Currently, we make simple select requests to our local SPARQL endpoint:
SELECT ?p ?o ?dt WHERE { BIND( IRI("' + noi + '") AS ?s ) ?s ?p ?o. BIND (datatype(?o) AS ?dt)
as the node of interest (noi) varies a lot, we just use some string concatenation to create the query.
Together with our host description, we make requests using a python http client to:
self.host + '/' + self.db + '/query?query=' + query
headers=[("Accept", "application/sparql-results+json")]
As we have a long list of nodes of interest, all of our code can be ran in a multiprocessing fashion.
When making a lot of these http requests using multiple processors, we start noticing that after a while, the response rate of the local SPARQL endpoint starts to decrease. When using the stardog-admin server status
command, I can see the rate/sec dropping after a while.

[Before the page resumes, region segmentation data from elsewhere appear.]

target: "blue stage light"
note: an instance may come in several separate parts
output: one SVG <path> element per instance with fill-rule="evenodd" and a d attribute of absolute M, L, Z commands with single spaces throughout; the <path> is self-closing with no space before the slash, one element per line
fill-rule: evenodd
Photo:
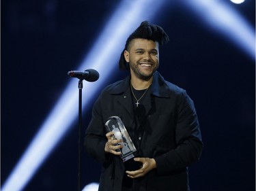
<path fill-rule="evenodd" d="M 253 60 L 255 59 L 254 29 L 225 1 L 183 0 L 180 2 L 195 10 L 206 24 L 224 34 Z"/>
<path fill-rule="evenodd" d="M 154 16 L 164 0 L 123 1 L 106 24 L 103 32 L 81 64 L 79 70 L 94 69 L 100 79 L 86 83 L 83 107 L 112 76 L 127 36 L 144 20 Z M 154 6 L 152 6 L 154 5 Z M 51 152 L 71 127 L 78 116 L 78 80 L 70 82 L 13 171 L 2 186 L 2 191 L 20 191 L 27 185 Z"/>

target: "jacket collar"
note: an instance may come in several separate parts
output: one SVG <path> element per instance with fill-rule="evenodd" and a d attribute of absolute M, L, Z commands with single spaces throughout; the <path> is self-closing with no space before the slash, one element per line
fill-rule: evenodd
<path fill-rule="evenodd" d="M 117 84 L 110 92 L 111 94 L 119 94 L 124 93 L 130 88 L 130 75 L 126 77 Z M 151 94 L 160 97 L 169 97 L 168 87 L 163 77 L 156 71 L 154 74 Z"/>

Also the Memory Heap gets close to the predefined 8G.
As mentioned in the related issue, our script stops after a while with the following errors:
Unexpected error encountered: invalid http version, `-Error-Code: 000012`
Unexpected error encountered: invalid http version, `Stardog-Error-Message: GC overhead limit exceeded`
At that point, I can't stop the Stardog server anymore using the stardog-admin server stop
command but I have to kill the java process manually.
We did not notify these issues when using 1 single core (despite the fact that it would take a while to get all the results).